ÇILGIN KALABALIKTAN UZAK
Çiftçi Oak gülümseyince, ağzının iki ucu kulaklarına değmesine ramak kalacak gibi yayılır; gözleri kasılıp çizgileşir, göz uçlarında beliren kırışıklıklar, ilkel bir resimdeki doğan güneşin ışınları gibi, yüzünün üzerinde dört bir yöne doğru dağılırdı.
Çiftçi Oak’un ilk adı Gabriel’di. Kendisi çalışma günlerinde sağlam yargılı, rahat davranışlı, düzgün giyinen ve genellikle iyi ahlaklı bilinen bir genç erkekti. Pazar günlerindeyse, işlerini savsaklamayı huy edinen, bayramlık giysileriyle şemsiyesi rahat davranışını engelleyen, düşünüş ve görüşleri pusluca bir adam olur çıkardı. Bir bütün olarak diyebiliriz ki, Çiftçi Oak kendisini, ahlak yönünden, köy cemaatinin Komünyon’a giden kişileriyle içkicilerinin arasında bir yerde görürdü.
(…)
Bir insan değer kazanabilmek için dayanıklılığından çok dış görünüşüne güveniyorsa, böyle bir yürüyüş zararlı bir kusur sayılabilir.

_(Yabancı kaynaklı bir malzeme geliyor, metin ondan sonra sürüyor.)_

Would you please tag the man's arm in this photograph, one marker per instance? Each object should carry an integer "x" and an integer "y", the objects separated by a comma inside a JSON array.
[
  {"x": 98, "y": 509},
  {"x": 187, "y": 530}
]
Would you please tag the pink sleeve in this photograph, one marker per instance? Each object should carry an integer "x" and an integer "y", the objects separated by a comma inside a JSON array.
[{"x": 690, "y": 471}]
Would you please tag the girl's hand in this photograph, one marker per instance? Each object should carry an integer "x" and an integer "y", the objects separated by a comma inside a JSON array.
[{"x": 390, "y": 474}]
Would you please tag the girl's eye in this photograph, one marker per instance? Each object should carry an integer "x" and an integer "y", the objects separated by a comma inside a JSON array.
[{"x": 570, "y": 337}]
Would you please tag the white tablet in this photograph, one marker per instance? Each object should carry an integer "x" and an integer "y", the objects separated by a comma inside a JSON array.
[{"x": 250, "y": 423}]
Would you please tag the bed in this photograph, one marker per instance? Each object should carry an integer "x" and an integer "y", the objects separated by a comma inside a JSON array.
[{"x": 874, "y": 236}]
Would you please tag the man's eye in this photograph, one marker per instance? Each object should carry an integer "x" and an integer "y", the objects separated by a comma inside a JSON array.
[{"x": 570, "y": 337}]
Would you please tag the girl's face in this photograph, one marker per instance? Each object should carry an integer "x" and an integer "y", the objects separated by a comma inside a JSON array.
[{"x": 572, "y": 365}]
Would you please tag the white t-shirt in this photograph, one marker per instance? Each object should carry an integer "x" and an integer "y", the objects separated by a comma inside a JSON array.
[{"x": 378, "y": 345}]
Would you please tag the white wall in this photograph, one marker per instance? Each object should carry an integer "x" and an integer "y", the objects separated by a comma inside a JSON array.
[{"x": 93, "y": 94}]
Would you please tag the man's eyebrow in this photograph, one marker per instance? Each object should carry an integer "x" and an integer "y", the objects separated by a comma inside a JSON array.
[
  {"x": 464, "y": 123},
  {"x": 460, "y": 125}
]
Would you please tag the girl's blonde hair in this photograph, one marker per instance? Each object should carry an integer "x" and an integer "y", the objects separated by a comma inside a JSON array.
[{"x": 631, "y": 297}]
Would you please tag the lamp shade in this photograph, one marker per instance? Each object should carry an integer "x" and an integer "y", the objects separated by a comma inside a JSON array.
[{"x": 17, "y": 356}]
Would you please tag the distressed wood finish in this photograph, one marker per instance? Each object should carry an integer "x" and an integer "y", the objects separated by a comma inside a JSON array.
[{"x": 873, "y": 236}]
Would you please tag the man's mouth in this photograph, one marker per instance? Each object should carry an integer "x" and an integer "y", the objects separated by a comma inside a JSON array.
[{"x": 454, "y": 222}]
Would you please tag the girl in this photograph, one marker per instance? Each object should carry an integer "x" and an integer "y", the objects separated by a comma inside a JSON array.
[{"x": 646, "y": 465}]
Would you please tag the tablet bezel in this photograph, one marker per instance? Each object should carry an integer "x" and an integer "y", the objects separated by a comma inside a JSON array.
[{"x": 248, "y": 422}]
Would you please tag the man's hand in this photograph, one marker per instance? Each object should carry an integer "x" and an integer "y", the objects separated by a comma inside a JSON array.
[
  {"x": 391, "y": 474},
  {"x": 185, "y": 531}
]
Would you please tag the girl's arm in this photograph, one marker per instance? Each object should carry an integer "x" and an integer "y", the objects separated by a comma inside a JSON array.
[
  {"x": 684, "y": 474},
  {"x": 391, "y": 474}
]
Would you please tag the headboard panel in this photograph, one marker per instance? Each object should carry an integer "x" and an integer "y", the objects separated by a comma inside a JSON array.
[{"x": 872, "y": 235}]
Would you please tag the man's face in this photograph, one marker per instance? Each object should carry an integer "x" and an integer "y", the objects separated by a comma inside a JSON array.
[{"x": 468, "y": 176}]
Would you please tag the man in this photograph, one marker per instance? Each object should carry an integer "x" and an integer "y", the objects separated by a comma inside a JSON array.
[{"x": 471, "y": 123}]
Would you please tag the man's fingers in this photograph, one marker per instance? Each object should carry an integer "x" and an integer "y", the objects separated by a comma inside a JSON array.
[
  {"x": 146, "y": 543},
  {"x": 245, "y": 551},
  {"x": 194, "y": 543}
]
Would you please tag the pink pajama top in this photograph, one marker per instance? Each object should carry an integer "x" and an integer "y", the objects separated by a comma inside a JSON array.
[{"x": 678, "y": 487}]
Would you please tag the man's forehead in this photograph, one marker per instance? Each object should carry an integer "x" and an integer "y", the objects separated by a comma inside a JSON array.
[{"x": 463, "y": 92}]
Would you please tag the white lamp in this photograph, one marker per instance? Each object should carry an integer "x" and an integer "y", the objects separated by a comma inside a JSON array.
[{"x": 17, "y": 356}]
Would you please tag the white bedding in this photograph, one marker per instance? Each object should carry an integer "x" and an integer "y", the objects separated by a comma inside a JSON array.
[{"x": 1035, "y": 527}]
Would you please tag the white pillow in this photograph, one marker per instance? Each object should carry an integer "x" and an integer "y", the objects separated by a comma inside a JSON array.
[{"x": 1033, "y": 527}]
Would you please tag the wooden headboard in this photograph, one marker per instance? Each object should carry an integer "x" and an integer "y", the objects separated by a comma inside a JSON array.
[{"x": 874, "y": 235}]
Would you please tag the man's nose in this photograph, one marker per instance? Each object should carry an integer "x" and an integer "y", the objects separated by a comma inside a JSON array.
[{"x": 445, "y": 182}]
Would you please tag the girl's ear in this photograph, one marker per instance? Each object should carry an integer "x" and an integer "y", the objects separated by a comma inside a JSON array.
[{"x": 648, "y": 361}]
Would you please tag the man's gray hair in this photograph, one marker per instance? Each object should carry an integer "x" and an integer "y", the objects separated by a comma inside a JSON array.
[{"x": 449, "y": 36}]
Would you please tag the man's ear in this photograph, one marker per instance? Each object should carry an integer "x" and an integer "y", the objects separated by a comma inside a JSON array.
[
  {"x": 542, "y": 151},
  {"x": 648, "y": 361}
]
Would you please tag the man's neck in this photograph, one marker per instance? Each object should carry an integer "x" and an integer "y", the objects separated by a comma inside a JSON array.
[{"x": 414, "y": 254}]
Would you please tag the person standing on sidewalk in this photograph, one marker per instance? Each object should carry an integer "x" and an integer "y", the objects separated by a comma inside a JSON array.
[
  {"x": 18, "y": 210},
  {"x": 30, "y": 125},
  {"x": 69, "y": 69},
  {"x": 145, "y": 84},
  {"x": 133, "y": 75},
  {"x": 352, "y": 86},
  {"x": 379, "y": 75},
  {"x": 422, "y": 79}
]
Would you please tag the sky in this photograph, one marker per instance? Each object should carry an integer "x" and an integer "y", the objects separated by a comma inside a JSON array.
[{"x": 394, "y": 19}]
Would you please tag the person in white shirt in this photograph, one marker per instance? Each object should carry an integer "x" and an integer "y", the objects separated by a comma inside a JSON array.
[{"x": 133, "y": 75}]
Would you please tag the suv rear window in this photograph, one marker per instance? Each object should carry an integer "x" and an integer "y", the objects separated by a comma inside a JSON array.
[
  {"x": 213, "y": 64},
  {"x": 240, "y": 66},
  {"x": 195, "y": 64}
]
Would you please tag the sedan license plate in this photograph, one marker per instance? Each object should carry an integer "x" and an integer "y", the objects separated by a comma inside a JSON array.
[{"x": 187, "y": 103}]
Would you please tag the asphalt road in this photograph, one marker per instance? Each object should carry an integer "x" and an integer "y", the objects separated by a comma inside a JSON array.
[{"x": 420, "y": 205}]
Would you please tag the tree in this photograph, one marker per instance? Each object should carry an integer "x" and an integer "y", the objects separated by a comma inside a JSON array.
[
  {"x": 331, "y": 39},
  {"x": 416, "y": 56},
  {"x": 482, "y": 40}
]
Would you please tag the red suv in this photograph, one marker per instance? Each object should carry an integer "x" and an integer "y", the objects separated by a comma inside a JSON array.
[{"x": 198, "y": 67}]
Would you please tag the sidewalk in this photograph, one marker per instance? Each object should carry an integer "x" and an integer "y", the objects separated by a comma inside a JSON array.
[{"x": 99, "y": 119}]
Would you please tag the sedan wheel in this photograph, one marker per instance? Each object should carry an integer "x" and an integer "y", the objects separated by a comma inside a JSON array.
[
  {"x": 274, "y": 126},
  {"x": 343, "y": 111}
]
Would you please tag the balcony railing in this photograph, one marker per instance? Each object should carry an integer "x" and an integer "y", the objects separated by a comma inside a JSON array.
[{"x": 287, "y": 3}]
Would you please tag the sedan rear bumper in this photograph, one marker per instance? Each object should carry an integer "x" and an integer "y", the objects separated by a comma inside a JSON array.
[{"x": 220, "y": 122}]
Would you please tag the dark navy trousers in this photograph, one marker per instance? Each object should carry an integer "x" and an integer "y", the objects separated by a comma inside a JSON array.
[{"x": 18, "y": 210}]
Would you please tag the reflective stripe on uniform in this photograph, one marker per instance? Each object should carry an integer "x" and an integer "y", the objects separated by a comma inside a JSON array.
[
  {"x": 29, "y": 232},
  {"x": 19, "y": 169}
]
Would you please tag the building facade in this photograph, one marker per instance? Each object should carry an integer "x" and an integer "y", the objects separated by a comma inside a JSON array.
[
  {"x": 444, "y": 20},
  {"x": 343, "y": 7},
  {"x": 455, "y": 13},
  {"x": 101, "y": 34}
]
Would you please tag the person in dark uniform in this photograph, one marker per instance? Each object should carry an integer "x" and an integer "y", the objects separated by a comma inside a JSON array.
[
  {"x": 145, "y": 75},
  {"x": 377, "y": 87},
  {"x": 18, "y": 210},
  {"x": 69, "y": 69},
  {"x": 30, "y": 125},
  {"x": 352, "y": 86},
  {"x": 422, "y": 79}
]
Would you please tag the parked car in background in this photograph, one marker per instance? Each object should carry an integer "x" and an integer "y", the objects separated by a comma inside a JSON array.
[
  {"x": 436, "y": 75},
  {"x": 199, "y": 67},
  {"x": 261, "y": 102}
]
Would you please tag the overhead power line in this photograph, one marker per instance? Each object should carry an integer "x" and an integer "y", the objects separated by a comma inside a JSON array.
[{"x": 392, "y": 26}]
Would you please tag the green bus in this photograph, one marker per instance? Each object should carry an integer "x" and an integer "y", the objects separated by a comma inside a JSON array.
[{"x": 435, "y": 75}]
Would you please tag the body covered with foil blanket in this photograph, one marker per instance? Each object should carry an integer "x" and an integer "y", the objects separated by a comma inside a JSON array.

Gelgelelim Oak için böyle bir şey söz konusu değildi.
(…)
Kısacası Gabriel Oak yirmi sekiz yaşında ve bekârdı. Bu sabah içinde dolaştığı tarla, Norcombe Tepesi denilen bir yamaca doğru tırmanırdı. Bu tepenin bir tümseğinin yanından Emminster’den Chalk Newton’a giden şose geçerdi. Çitin üzerinden laf olsun diye yola bir göz atan Gabriel, önündeki yokuştan aşağı sarı boyalı, rengârenk süslerle donatılmış bir yaylı arabanın inmekte olduğunu gördü. Arabacı, elinde dimdik tuttuğu bir kırbaçla, arabanın yanı sıra yürüyordu. Arabaya ev eşyalarıyla çiçek saksıları yüklenmişti. Yükün en tepesinde de bir kadın oturuyordu: genç ve güzel. Gabriel daha bu manzarayı göreli yarım dakika bile olmamıştı ki, araba onun tam önünde zınk diye durdu.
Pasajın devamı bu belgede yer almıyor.